Multiplexed genetic perturbations are critical for testing functional interactions among coding or non-coding genetic elements. Compared to double-stranded DNA cutting, repressive chromatin formation using CRISPR interference (CRISPRi) avoids genotoxicity and is more effective for perturbing non-coding regulatory elements in pooled assays. However, current CRISPRi pooled screening approaches are limited to targeting one to three genomic sites per cell. We engineer an Acidaminococcus Cas12a (AsCas12a) variant, multiplexed transcriptional interference AsCas12a (multiAsCas12a), that incorporates R1226A, a mutation that stabilizes the ribonucleoprotein–DNA complex via DNA nicking. The multiAsCas12a-KRAB fusion improves CRISPRi activity over DNase-dead AsCas12a-KRAB fusions, often rescuing the activities of lentivirally delivered CRISPR RNAs (crRNA) that are inactive when used with the latter. multiAsCas12a-KRAB supports CRISPRi using 6-plex crRNA arrays in high-throughput pooled screens. Using multiAsCas12a-KRAB, we discover enhancer elements and dissect the combinatorial function of cis-regulatory elements in human cells. These results instantiate a group testing framework for efficiently surveying numerous combinations of chromatin perturbations for biological discovery and engineering.

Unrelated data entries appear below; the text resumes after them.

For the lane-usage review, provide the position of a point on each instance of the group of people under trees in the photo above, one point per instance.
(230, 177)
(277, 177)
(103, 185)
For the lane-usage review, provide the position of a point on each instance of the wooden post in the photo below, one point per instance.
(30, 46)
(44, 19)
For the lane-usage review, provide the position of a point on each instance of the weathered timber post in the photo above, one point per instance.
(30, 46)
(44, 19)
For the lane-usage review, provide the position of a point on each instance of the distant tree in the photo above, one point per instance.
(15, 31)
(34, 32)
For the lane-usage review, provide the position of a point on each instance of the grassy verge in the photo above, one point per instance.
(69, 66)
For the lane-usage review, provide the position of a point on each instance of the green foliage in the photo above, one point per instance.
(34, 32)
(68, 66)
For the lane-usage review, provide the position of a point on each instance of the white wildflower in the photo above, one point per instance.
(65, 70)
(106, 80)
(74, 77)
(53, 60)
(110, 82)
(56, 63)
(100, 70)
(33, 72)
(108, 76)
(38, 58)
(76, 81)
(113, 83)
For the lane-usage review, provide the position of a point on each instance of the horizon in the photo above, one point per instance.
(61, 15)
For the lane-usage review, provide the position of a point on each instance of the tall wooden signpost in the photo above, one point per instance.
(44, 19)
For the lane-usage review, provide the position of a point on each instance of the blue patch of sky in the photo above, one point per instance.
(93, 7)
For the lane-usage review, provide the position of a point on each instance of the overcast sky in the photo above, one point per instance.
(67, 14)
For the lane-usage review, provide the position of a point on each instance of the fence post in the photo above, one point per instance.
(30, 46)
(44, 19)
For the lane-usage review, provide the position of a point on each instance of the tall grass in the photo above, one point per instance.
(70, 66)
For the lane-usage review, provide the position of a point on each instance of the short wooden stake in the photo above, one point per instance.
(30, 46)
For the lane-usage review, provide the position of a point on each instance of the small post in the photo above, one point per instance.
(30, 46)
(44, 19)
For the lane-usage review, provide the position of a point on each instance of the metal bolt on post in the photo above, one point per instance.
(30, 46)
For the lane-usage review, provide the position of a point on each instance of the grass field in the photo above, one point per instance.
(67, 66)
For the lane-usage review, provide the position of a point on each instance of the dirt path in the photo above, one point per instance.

多重遗传扰动对于测试编码或非编码遗传元件之间的功能相互作用至关重要。与双链 DNA 切割相比，使用 CRISPR 干扰 (CRISPRi) 抑制染色质形成可避免基因毒性，并且在混合分析中更有效地干扰非编码调控元件。然而，目前的 CRISPRi 联合筛选方法仅限于针对每个细胞一到三个基因组位点。我们设计了一种氨基酸球菌Cas12a (AsCas12a) 变体，即多重转录干扰 AsCas12a (multiAsCas12a)，其中包含 R1226A，这是一种通过 DNA 切口稳定核糖核蛋白-DNA 复合物的突变。 multiAsCas12a-KRAB 融合体比 DNase 死亡的 AsCas12a-KRAB 融合体提高了 CRISPRi 活性，通常可以挽救慢病毒递送的 CRISPR RNA (crRNA) 的活性，而后者与后者一起使用时会失去活性。 multiAsCas12a-KRAB 在高通量混合筛选中使用 6 重 crRNA 阵列支持 CRISPRi。使用 multiAsCas12a-KRAB，我们发现了增强子元件并剖析了人类细胞中顺式调节元件的组合功能。这些结果实例化了一个群体测试框架，用于有效地调查生物发现和工程中染色质扰动的多种组合。